I realize this is an aside to this thread. But I still wanted to say that the term you’re thinking of here is “transitional justice,” right?

If so, you’re right that the damage done during White Terror (in which so called “waishengren” were disproportionately targeted) is indeed the focus of the current administration’s transitional justice work.

The inclusion/exclusion of Indigenous concerns was hotly debated when this transitional justice commission was formed. The eventual compromise was to set up a separate Indigenous Historical Justice and Transitional Justice Committee, which remains active. Details about this committee are posted here:


That would be most of the island, but there’s no turning back the clock.
Really, since A-bian, have their lives improved? They’re a showpiece to show Taiwan’s non-Chineseness. Nevermind that China has so many minorities they can’t bury them fast enough.

That’s what I call a token. You can’t compensate for a lost culture.

Yes, that’s the right term. I was combining restorative justice and transitional justice and typed that.

I think the new laws are set up so that when non-Aboriginals, be it individual businesses or corporations wishes to use lands in designated traditional territories, they will have to pay for it, and there would be no way for them to obtain the lands and get it out of the tribal control.

That is essentially what New Zealand setup for its Maori Iwis. You see a petrol station, or a McDonalds in Rotorua, they paying local tribes for the use of that land, and the local tribes can use the money for education and culture restoration.

No one is saying that by doing these things the past wrongs are negated. However if these laws aren’t put into place, there would be no way to curtail further lost of culture.

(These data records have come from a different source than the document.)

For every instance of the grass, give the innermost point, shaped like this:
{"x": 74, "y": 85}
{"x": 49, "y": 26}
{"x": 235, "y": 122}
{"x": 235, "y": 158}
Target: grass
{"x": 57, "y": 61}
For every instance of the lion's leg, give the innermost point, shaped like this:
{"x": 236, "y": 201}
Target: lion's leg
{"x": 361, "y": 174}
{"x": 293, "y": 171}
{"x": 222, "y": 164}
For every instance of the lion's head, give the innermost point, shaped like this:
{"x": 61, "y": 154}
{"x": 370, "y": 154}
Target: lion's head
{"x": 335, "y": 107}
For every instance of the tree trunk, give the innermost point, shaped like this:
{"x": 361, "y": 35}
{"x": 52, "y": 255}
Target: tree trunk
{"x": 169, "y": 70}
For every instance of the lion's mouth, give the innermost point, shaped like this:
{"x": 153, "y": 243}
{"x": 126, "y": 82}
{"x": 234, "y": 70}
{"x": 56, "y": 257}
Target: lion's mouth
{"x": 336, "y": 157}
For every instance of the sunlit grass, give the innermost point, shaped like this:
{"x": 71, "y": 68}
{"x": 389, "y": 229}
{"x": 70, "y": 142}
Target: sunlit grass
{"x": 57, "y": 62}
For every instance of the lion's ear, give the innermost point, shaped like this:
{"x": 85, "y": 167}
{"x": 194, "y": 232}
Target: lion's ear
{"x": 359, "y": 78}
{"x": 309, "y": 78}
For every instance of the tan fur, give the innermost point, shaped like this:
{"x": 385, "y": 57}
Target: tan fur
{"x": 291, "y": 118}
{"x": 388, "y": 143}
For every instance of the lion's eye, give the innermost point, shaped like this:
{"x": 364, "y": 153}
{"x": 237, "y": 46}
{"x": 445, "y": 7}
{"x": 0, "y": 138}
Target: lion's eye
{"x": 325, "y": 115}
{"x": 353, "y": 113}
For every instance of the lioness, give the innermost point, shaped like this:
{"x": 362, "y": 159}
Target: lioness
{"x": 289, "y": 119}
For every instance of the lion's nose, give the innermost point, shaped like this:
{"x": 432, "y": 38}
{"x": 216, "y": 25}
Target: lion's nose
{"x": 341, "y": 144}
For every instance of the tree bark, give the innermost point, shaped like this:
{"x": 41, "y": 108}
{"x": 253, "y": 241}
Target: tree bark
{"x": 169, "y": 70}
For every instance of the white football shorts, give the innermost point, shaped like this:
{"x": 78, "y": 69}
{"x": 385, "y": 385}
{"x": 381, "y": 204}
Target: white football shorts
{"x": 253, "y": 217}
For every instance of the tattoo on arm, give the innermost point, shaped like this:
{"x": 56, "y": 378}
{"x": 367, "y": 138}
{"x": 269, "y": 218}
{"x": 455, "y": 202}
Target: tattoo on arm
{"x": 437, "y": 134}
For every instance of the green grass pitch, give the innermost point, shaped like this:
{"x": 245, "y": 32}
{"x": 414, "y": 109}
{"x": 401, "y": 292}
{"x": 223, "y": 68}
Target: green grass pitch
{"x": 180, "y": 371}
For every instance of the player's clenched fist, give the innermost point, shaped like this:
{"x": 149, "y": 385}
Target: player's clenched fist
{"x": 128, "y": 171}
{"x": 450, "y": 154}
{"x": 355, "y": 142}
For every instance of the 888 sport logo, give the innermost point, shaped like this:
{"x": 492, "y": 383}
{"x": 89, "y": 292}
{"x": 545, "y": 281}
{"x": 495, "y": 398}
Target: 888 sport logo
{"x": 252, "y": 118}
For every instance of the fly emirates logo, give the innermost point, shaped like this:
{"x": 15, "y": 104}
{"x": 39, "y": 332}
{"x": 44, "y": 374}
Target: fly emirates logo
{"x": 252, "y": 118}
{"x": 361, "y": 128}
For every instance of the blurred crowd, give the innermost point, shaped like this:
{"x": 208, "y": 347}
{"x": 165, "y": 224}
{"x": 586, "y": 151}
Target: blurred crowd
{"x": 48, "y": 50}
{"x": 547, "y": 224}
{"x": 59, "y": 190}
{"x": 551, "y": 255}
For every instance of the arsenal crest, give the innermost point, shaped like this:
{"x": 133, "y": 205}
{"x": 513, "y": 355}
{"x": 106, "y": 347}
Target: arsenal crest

From a political capital point of view, these laws are bad for the party that pushed them. Han Taiwanese living around the Sun Moon Lake have protested, claiming they are the actual majority in the region and they should have a say in how the Ita Thao traditional territory is drawn. Would the DPP gain many votes by pushing for these laws? Probably not. They did it because it needed to be done. If these laws are so token, the KMT could have done them in their 70 years of ruling the island.

The government does not yet recognize former Pingpu Aboriginals as actual Aboriginals. So the current 14 tribes would not cover the entire island.

In 2017, DPP made sure there is a law for figuring out the traditional territories. A lot goes into it than just drawing lines on a map.